In Australien gibt es prinzipiell ein funktionierendes Gesundheitssystem. Dieses ist jedoch strikt in zwei Teile geteilt: »Public Health Care« und »Private Health Care«. Mit der staatlichen Krankenversicherung ist man gegen so gut wie alles abgedeckt, ausgenommen Zahnarztkosten (aus einem mir unverständlichen Grund) und dem Einsatz von Rettungsfahrzeugen. Die Kosten belaufen sich je nach Verdienst auf 1,5 bis 2,5% die vom Jahreseinkommens abgezogen werden.

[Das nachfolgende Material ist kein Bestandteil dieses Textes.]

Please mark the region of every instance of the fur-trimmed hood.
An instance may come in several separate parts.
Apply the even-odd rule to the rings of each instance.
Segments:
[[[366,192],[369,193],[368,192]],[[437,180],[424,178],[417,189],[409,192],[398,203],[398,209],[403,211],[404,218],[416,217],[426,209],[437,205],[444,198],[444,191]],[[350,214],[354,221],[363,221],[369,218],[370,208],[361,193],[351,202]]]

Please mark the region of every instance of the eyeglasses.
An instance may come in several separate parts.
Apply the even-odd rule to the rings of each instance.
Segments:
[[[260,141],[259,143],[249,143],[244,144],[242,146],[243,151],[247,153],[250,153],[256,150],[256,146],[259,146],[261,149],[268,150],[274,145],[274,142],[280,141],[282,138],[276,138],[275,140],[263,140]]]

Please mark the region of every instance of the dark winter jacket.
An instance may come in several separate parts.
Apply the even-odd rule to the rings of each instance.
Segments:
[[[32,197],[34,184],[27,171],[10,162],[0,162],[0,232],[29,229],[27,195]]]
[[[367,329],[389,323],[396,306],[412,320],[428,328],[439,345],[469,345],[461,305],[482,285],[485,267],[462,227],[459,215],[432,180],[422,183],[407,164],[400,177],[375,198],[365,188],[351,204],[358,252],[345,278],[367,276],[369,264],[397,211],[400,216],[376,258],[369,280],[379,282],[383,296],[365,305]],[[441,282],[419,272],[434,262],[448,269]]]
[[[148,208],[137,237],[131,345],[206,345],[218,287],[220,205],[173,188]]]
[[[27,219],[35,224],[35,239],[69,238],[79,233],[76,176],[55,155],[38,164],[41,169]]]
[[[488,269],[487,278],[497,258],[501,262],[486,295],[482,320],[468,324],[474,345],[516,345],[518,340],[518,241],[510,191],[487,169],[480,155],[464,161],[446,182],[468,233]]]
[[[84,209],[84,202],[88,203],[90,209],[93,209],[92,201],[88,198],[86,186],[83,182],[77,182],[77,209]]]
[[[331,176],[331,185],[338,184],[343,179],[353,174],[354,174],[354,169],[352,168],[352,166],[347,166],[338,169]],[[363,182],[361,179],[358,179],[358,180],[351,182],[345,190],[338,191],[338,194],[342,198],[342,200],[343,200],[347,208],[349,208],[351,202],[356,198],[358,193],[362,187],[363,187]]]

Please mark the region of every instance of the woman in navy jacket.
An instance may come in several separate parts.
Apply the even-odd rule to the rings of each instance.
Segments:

Das private System ist ursprünglich durch den Gedanken entstanden, dass die staatlichen Krankenhäuser entlastet werden müssen, um die Qualität der Versorgung aufrecht erhalten zu können. Man muss sich nicht zwingend privat versichern, sollte es aber doch irgendwie. Eine Versicherung kann ganz unterschiedlich viel kosten und hängt von vielen Faktoren wie Alter, Krankengeschichte und dem Umfang des gewünschten Pakets ab. Das kann also grob geschätzt alles sein zwischen 30 und 120 Dollar im Monat. Die Regierung will so viele Menschen wie möglich dazu bringen, sich privat versichern zu lassen, man bekommt sogar Rabatte dafür ausbezahlt. Die Realität ist, dass momentan jedoch nur ca. die Hälfte aller Australier eine private Krankenversicherung besitzen.

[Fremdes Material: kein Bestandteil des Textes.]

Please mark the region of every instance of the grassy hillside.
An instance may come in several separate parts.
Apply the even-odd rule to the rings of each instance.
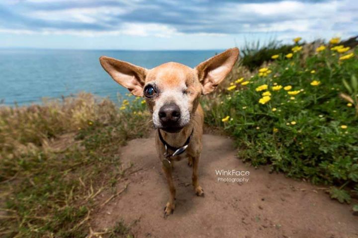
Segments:
[[[81,94],[0,109],[0,237],[86,237],[97,196],[117,194],[130,170],[118,148],[150,128],[140,99],[122,103]],[[129,233],[119,223],[101,234]]]
[[[239,63],[204,100],[206,121],[235,139],[244,161],[335,185],[331,197],[349,203],[358,195],[358,49],[299,41],[251,73]]]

Dabei kommt mir – aus Sicht eines Österreichers – dieses zweigleisige System ein bisschen wie Geldmacherei vor. Im privaten Sektor gibt es keine »pauschale« Versicherung, wo man gegen alles abgedeckt ist. Da wird ein Geschäft mit der Gesundheit gemacht. Man kauft sich quasi genau das, was man am ehesten denkt, dass man braucht. Und gegen anderes ist man dann nicht oder nur teilweise versichert. Auch muss man sich den individuellen Regeln (abhängig vom Plan) der privaten Versicherungsgesellschaft beugen, wie dass man z.B. ein halbes Jahr warten muss, bevor man eine Brille für Leseschwäche erhält. Irgendwie missfällt mir einfach der Gedanke, dass Gesundheit kein Grundrecht für alle ist.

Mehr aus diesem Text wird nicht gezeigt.